Scenario 5: Advertising and Sales
(a) Threats:
- Simultaneous causality bias is the primary threat. The company explicitly allocates more advertising to stores with strong prior sales. Revenue drives advertising spending, not just the reverse.
- Omitted variable bias may also be present: store location quality, local economic conditions, and management quality affect both revenue and the advertising budget allocated.
(b) Direction of bias:
- Upward bias. Stores with high revenue receive more advertising budget, creating a positive feedback loop.
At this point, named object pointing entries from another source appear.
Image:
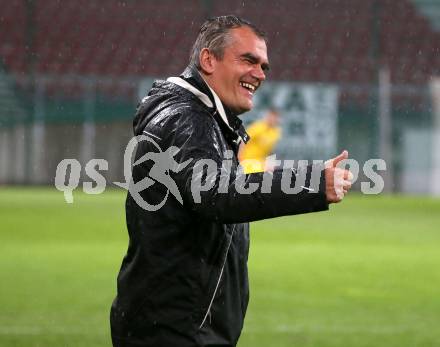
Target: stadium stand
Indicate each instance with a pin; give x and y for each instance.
(331, 40)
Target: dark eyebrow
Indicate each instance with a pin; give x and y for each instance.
(254, 60)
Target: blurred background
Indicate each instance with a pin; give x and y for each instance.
(361, 75)
(354, 74)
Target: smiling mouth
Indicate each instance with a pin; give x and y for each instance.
(250, 87)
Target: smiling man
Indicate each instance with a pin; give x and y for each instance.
(184, 280)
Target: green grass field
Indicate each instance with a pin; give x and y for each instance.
(367, 273)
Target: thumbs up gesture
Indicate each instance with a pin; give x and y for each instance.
(338, 181)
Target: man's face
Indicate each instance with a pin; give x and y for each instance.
(237, 76)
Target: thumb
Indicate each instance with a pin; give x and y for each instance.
(340, 157)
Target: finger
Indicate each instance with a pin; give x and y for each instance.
(348, 175)
(340, 157)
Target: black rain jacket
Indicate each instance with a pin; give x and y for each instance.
(184, 280)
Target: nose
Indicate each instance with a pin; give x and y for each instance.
(258, 73)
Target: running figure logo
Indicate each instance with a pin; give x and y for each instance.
(164, 164)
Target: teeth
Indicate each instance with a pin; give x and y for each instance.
(248, 86)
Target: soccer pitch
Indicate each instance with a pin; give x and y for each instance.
(367, 273)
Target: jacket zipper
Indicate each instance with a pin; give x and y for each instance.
(218, 281)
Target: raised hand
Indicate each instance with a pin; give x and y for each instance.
(338, 181)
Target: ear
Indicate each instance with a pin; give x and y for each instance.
(207, 61)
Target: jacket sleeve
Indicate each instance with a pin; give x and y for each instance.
(212, 191)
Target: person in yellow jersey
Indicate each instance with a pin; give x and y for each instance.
(264, 135)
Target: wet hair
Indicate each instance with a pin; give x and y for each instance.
(214, 34)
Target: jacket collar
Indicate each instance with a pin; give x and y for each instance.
(192, 76)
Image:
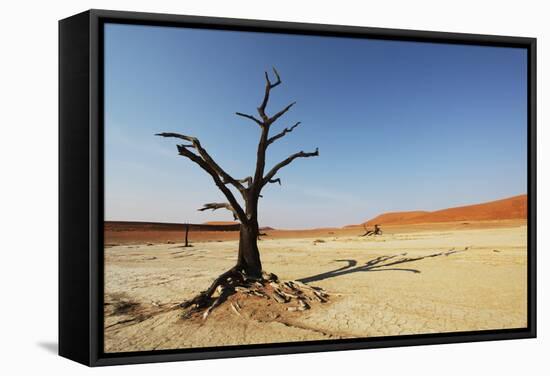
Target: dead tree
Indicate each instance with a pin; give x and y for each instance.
(186, 235)
(376, 231)
(248, 266)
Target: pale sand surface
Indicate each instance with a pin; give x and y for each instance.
(483, 287)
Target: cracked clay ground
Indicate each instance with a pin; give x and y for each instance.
(400, 283)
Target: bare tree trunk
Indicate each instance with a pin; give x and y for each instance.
(187, 234)
(248, 264)
(248, 258)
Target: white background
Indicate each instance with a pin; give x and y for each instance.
(28, 136)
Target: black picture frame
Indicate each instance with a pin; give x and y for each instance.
(81, 186)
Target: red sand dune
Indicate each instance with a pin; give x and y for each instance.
(508, 208)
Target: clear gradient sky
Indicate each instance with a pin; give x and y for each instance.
(399, 125)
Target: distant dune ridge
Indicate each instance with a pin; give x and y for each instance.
(508, 208)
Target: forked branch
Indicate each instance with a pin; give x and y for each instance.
(207, 164)
(195, 144)
(274, 118)
(271, 174)
(268, 87)
(281, 134)
(250, 117)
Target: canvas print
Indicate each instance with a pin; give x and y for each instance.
(266, 188)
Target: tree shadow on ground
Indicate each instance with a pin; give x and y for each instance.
(378, 264)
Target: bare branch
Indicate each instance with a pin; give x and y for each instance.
(207, 164)
(271, 174)
(279, 135)
(278, 180)
(268, 87)
(219, 205)
(274, 118)
(195, 143)
(251, 118)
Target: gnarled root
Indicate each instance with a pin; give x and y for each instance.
(298, 295)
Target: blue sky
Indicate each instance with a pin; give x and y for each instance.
(399, 125)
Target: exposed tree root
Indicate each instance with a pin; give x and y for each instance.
(297, 295)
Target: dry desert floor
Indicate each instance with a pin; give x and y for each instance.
(423, 279)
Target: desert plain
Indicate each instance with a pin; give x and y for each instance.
(415, 278)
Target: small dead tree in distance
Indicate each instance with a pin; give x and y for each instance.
(248, 266)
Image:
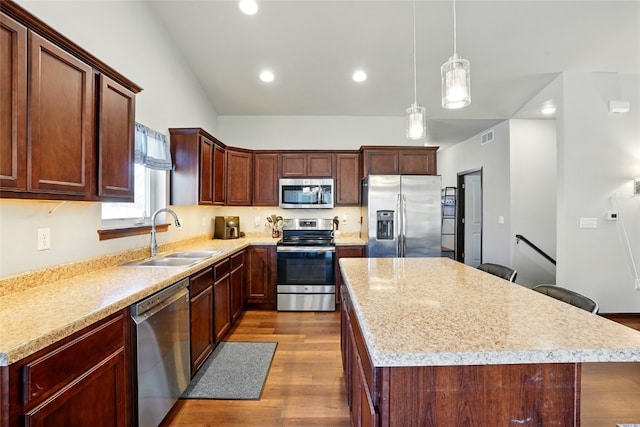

The coefficient of 5.2 overstates the true causal return to an additional dollar of advertising.
(c) Solutions:
- Randomly assign advertising budgets across stores (an A/B test or field experiment).
- Use an instrumental variable for advertising spending that is unrelated to store performance (e.g., random variation in local media costs).
- Use lagged advertising spending (from two or more quarters ago) as the independent variable to break the contemporaneous simultaneity, though this does not fully resolve the problem if the allocation rule is persistent.